Al margen de que se aparente más o menos que antes, a mí me genera una curiosidad muy grande saber cómo la gente se puede permitir ese tren de vida, cuando a su vez nos quejamos mucho de la precariedad en la que estamos. La gente tiene acceso a vacaciones carísimas, bodas carísimas, caprichos carísimos que por supuesto celebro que se puedan permitir, pero que dan una idea muy rara de cuál es realmente nuestra queja.
“Fotografiar es poseer lo fotografiado”. Estas palabras de Susan Sontag que recoge en el libro describen mejor que nunca la problemática de la turistificación fomentada desde las redes sociales. ¿Le preocupa Asturias en ese sentido?
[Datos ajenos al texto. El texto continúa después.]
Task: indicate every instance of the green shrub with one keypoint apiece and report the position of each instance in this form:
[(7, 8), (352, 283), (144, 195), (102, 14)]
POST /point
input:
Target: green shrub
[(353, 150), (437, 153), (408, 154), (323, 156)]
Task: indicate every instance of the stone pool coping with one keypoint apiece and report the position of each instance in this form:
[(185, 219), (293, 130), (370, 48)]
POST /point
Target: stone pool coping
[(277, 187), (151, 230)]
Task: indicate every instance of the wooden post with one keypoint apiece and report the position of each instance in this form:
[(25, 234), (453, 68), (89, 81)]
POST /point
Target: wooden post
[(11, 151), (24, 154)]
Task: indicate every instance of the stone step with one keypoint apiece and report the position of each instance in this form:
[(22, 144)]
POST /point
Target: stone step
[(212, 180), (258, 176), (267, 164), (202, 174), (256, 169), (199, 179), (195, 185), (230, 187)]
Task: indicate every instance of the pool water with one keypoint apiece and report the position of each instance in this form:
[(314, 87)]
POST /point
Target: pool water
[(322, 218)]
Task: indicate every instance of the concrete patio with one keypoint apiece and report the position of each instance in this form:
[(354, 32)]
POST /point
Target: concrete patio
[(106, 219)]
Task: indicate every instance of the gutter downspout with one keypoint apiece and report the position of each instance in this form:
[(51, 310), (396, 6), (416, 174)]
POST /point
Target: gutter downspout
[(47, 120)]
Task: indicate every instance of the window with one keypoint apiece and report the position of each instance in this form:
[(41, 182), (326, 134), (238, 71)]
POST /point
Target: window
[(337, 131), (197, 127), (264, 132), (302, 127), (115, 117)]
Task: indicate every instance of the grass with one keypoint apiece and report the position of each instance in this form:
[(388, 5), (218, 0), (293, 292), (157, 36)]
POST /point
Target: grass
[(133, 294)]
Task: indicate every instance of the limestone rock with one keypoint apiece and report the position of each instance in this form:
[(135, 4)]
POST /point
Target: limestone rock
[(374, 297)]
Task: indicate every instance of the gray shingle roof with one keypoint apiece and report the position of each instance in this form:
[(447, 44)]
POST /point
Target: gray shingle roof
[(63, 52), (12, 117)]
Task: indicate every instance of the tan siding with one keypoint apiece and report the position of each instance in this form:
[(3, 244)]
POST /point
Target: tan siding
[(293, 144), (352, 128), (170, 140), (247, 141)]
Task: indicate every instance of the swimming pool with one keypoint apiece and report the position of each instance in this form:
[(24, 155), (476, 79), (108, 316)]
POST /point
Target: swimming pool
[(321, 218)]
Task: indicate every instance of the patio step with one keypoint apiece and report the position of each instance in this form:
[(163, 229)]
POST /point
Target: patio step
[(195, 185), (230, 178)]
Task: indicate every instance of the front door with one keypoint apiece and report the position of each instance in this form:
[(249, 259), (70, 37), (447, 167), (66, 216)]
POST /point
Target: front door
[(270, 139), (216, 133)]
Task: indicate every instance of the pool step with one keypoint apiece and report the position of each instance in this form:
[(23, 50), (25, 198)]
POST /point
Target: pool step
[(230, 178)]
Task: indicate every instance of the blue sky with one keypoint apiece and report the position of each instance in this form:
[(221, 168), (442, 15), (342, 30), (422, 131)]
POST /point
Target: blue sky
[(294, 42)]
Me gustaría tener más esperanza, pero el desengaño es fuerte. Hace unos meses, el Ayuntamiento de Villaviciosa anunciaba a bombo y platillo que habían situado unos bancos con el nombre del municipio en distintos rincones de su geografía. La idea es que la gente vaya, se haga la foto y la suban a redes. Entiendo que se trata de un trabajo de promoción turística, pero me lleva a preguntarme si los vecinos de Villaviciosa pueden sentarse en un banco situado en una plaza o simplemente la alternativa que tienen son las terrazas.
Creo que es lícito que como ciudadanos podamos quejarnos del turismo porque es incómodo y, además, hace que suba el precio de la vivienda, pero al mismo tiempo pienso que tenemos que ser críticos. Si de verdad viéramos que estamos fastidiando los destinos a los que vamos, igual que están fastidiando el nuestro, habría esperanza para cambiar las cosas, pero yo veo que todas las quejas que se dan durante el año se adormecen cuando alguien saca unos billetes y se va a otro sitio. Escapar del turismo de nuestra ciudad para ir de vacaciones y hacer la misma faena a la gente de ese destino no puede ser la solución.